La ricetta di Pecchia per il primato: qualche dogma e gioco flessibile
Massima applicazione, tutti coinvolti: così il tecnico ha forgiato il gruppo in nome dell'equilibrio e con pochi proclami
Il 3-2 di Venezia non è stato un trauma. Fabio Pecchia e i suoi, con la vittoria di venerdì sera al Tardini contro il Como, hanno trasformato la sconfitta in un incidente di percorso. Roba che può succedere in un percorso lunghissimo come la Serie B. Il ko non ha lasciato scorie e chi pensava potesse compromettere la stagione smontando le certezze acquisite in questi 15 mesi di lavoro, si è sbagliato di grosso. Sono passate solamente due settimane e il Parma non solo è sopravvissuto, ma è tornato a fare la voce grossa con autorità. L'avvocato di Formia ha tenuto la barra dritta, compattando ancora di più i suoi uomini, quelli rimasti a Collecchio nelle ore successive allo scivolone, persuadendo tutti di dover convivere con la sconfitta, edulcorata anche dalla Lectio Doctoralis di Carlo Ancelotti in quei giorni di sosta per le Nazionali. Carletto si è rivelato una specie di mental coach per l'allenatore del Parma, un rianimatore con concetti che Pecchia ha messo nero su bianco per poi catapultarli e trasferirli al gruppo. La metodologia ancelottiana ha fatto comodo per gestire lo spogliatoio. Alla base c'è stata la compattezza del gruppo: è il primo comandamento per vincere.

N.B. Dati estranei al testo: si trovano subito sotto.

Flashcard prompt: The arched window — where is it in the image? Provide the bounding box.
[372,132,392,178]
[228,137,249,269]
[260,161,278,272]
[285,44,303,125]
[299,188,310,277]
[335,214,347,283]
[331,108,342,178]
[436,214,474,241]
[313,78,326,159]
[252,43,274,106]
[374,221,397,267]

La squadra sta ripagando con fedeltà e alla base del successo (per ora solamente temporaneo) c'è la totale fiducia che società e giocatori ripongono nel nuovo corso targato Fabio Pecchia. Da qui in poi si possono snocciolare teorie tattiche che, senza questa premessa, non reggerebbero. E che adesso mostrano un Parma aggressivo all'inizio, gestore dopo il vantaggio e cinico quando serve esserlo. Una macchina quasi perfetta che Pecchia, però, vorrebbe funzionasse ancora meglio: "Avremmo dovuto, forse, cercare il secondo gol con maggiore insistenza - dirà l'allenatore nel post partita - ma davanti avevamo una squadra che aveva degli attaccanti con diverse presenze in Serie A. Sapevamo di dover soffrire. Pensare di giocare con il ritmo mostrato nel primo tempo tutte le partite... Ci stiamo attrezzando". Il calcio di Pecchia è abbastanza variabile, non è ancorato a posizioni fisse. Il suo 4-2-3-1 è modellato su aggressione e verticalità, compattezza e mira a coinvolgere dentro al gioco veramente tutti. Si spiegano anche così i 20 gol in 10 partite con nove marcatori diversi e un ritmo di due a gara. Nessuno meglio di lui in Serie B. Un gioco d'attacco sì, ma che poggia su una parola chiave: equilibrio. Nella fase di transizione passiva, il Parma sa ricompattarsi velocemente mostrando un'organizzazione che costringe l'avversario, chiunque esso sia fino a questo momento, a rimanere con il pallone tra i piedi più del dovuto perché non trova il riferimento. E a quel punto intervengono i pressatori di Pecchia che si fiondano con rapidità sul portatore per verticalizzare immediatamente. Si cerca la punta (Bonny, Colak, ora anche Charpentier) che dia aria al gioco e smisti il pallone lateralmente in attesa dei rinforzi, o si punta sulla corsa prorompente di gente come Sohm, bravissima a ribaltare l'azione. E quando il piano non riesce il blocco torna compatto dietro a un 4-1-4-1 che serra le linee e copre il campo. Non è un caso che il Parma non abbia preso gol nel primo tempo in 9 delle 10 partite disputate in questa Serie B. L'eccezione è stata il 24 settembre in casa contro la Sampdoria. Che, al pari della sconfitta con il Venezia, può considerarsi un incidente di percorso.